Before training the model, it is crucial to establish appropriate hyperparameters based on experimental settings⁶². Through preliminary experiments, we identified five parameters that significantly influence the training performance of the LSTM-Transformer model: attention head dimension, number of heads, fully connected layer dimension, number of encoding blocks, and LSTM layer neuron count. For comparative analysis, we also included the LSTM, Transformer, BP, and MLP models, utilizing NSE as the function. The RS algorithm was employed to identify the best hyperparameters. To enhance training efficiency, we focused on discussing a subset of key parameters. As shown in Table 3, it displays the parameter configurations for each model. In the RS algorithm, we set the number of random samples (n_iter) to 50, the number of cross-validation folds (cv) to 5, and the random seed (random_state) to 5. By employing these settings, we successfully determined the optimal combination of hyperparameters for the LSTM-Transformer model, resulting in exceptional performance.

Table 3 Model parameter setting.

Full size table

Comparison between different model benchmarks

To comprehensively evaluate the performance of the LSTM-Transformer model, we selected LSTM, Transformer, BP, and MLP as benchmark models. These models have been widely utilized in time series forecasting and extensively studied and validated. To ensure fairness and reliability, the RS algorithm was employed to optimize the hyperparameters of these benchmark models. During the comparison analysis, both the benchmark models and the LSTM-Transformer model were assessed at identical lead times (T = 1, 2, 3, 4, 5, 6 h).
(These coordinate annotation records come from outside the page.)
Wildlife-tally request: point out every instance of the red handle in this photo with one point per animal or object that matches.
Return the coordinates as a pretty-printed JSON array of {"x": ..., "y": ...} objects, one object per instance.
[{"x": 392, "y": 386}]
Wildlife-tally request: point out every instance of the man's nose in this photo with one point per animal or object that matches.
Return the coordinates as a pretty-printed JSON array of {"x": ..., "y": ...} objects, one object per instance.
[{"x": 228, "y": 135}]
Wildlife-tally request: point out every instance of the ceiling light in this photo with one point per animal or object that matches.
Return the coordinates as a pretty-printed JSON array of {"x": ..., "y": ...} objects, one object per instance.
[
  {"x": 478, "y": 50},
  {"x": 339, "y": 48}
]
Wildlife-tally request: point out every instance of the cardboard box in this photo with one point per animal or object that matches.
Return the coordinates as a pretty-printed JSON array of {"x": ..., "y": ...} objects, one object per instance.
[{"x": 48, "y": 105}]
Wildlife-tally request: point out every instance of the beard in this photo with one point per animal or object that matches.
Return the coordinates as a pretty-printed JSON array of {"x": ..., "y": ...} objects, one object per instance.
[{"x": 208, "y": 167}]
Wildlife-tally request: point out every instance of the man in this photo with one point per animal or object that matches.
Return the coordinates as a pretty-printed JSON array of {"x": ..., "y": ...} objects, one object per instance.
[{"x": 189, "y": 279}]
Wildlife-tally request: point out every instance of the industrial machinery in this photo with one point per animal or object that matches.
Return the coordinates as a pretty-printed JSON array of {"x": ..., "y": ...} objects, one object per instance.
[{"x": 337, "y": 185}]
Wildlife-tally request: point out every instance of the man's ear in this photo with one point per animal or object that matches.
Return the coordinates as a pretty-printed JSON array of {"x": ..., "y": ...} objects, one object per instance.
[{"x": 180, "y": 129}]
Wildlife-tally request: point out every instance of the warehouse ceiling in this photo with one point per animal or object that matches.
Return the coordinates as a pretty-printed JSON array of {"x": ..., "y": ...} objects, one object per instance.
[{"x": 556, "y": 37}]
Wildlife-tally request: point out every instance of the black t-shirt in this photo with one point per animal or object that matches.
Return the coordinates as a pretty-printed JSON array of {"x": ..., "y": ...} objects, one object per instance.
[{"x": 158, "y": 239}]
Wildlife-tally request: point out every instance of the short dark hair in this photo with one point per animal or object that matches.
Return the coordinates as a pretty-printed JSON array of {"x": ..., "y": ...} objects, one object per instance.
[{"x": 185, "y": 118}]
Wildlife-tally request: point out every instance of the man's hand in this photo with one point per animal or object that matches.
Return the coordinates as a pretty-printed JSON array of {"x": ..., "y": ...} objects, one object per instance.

Evaluation metrics were calculated for all models to quantify their prediction accuracy, stability, and fitting capability.

LSTM is a specialized type of RNN that overcomes the gradient vanishing problem and effectively addresses long-term nonlinear dependencies⁴¹. In the field of hydrology, flood processes often exhibit complex nonlinear and time-varying characteristics. The memory cells and forget gates within LSTM enable the model to automatically select and retain important historical information, thereby enhancing the accuracy and reliability of flood discharge forecasting. Gated Recurrent Unit (GRU) models, possessing a structure akin to LSTM but with less complex computations and a reduced number of parameters, are employed as benchmark models as well⁶³. Therefore, LSTM and GRU are used as benchmark models.

Among all Artificial Neural Networks (ANNs), Backpropagation Neural Network (BP) is a powerful algorithm widely applied in flood forecasting⁶⁴. Based on the error backpropagation algorithm, the BP model is a feedforward neural network that can capture nonlinear relationships and temporal features in flood processes through training and learning from historical flood data⁶⁵. Therefore, BP is employed as a benchmark model.

Multilayer Perceptron (MLP) models are feedforward neural networks with multiple hidden layers capable of effectively handling nonlinear problems⁶⁶. Flood processes are influenced by complex interactions among multiple factors, and the combination of multiple hidden layers and the introduction of nonlinear activation functions in MLP models allow for better capturing of these complex relationships⁶⁷. Hence, MLP is also employed as a benchmark model.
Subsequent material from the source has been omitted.